Thank you for your reply. We have read through your documentation about how feature impact is calculated in Data Robot - Permutation Importance method. However, we have been encountered a situation that the feature impact ranking is highly skewed - starting from the second ranked feature, the importance has dropped dramatically compared with the top 1 feature. We have difficulty to interpret/explain the meaning of this result. From business perspective, this result might not make intuitive sense to the business. In addition, we built different models with different combinations of features, while we still see the same pattern of this skewed feature impact ranking. Therefore, we suspect there might be some unknown systematic methodology/calculation that we are not aware of. We hope you can help us out. Thank You.
The interpretation is that most of the predictive p[ower is coming from that top-ranked feature. The other features aren't making as much of an impact upon model accuracy.
When I see feature impact plots like this, there are two possibilities that I list in order of how often I see them: 1) target leakage: this often happens when the dominant feature has been extracted as at the current date versus when the prediction would have been made 2) the other features just aren't predictive: this may be due to the nature of the problem, or data quality issues e.g. when there are too many missing values in the secondary features
Do you see the same pattern across a few of the models that you built, or does it vary by the type of blueprint?
Thank you for your reply. Across the different models that we have built, we do not observed any target leakage in the models. However, we had observed the same feature impact pattern over the different models (same algorithm, same blueprint process, but different features). In different models, we are removing the top ranked feature from the previous model, yet we observed another feature raising up as the dominant 100% in the feature impact score, followed by the second ranked feature usually has a feature impact score of less than 50% compared with the top1 feature.
We are actually expecting to see a more distributed decreasing pattern in our feature impact chart, but instead we always observed a highly skewed result.
That latest screenshot doesn't raise any red flags with me. Across the hundreds of projects I've built, I usually see one feature that is stronger than the others, but that there are also 5 to 12 features that add incremental value. This is a typical result in machine learning.

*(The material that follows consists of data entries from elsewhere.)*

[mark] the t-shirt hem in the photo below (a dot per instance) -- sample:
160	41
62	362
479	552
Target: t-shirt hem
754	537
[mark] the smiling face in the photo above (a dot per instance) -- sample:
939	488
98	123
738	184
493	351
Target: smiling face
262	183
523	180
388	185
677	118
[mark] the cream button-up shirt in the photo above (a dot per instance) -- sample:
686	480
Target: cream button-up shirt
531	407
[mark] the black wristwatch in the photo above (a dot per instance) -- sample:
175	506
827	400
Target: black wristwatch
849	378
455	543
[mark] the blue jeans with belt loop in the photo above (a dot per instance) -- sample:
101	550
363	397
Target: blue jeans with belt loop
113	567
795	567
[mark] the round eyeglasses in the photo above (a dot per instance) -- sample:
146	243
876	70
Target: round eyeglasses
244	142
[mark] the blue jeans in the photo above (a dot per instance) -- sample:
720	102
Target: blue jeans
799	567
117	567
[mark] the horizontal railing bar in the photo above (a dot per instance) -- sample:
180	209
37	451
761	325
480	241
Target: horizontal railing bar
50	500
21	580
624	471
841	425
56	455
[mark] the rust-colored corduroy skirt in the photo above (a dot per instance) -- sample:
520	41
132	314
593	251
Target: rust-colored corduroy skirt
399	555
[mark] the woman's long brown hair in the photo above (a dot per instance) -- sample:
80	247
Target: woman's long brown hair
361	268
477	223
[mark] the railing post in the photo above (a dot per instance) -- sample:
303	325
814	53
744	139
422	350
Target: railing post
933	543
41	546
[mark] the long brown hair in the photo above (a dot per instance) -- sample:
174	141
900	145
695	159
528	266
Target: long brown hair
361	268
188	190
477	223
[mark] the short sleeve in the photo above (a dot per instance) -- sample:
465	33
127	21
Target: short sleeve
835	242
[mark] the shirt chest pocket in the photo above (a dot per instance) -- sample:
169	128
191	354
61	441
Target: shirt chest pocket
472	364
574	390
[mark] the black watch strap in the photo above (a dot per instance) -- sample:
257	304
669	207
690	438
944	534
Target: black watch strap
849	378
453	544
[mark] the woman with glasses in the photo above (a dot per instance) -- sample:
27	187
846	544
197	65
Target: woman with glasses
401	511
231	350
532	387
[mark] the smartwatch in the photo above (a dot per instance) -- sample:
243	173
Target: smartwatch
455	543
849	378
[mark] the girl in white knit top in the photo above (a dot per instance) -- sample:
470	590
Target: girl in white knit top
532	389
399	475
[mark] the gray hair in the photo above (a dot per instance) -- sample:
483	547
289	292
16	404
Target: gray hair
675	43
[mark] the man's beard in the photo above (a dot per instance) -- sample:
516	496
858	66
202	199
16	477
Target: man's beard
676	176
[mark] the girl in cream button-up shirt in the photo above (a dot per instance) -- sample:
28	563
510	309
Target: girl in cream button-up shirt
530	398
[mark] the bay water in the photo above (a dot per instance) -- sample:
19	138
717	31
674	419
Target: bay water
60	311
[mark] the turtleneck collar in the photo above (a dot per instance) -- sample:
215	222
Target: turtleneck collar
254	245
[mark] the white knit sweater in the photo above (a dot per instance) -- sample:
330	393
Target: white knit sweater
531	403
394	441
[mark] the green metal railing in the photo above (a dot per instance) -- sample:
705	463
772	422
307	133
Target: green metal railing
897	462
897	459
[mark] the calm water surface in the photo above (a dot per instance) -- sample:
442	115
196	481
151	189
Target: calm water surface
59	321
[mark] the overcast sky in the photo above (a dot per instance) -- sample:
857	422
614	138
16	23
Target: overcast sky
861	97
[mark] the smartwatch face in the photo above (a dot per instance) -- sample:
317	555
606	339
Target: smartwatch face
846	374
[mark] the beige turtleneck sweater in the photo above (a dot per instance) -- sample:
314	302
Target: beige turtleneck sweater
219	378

Are any of your features correlated? You can check via the feature association matrix. How much accuracy do you lose when you drop the top feature?
Is there a random forest algorithm in your leaderboard? This type of algorithm can spread the feature importance across more features than the boosted trees algorithms that typically dominate the top of the leaderboard. If you see this same pattern for random forest, then you know the feature impact isn't due to a greedy algorithm trying to only use a single feature.
Is there a reason why you require or expect feature impact to be spread fairly evenly across several features?
Thank you for your reply. We would like to clarify for the statements below:
It was stated in the DataRobot documentation that the feature impact has been normalized.
"Feature Impact shows, at a high level, which features are driving model decisions. By default, features are sorted from the most to the least important. Accuracy of the top most important model is always normalized to 1."
We would like to clarify on the last sentence, does that means ONLY the score of the top feature had been normalized to 1 or all the feature scores had undergo normalization as well?
If its the latter, we would like to further clarifies if the normalization is using the normalization formula because if we follow the normalization formula, we would see the feature with min score will have a normalized score of 0.
The normalization formula I mean here is: x_norm = ( X - min(x)) / (max(x) - min(x))
Please help us clarify on this part. Thank you so much for your help!
Great question! All features are normalized by the same scaling factor, such that the top factor is scored at 100%. That means you can interpret the score as the relative importance of each feature versus the most important feature.
The normalization score we are using is x_norm = X / max(x)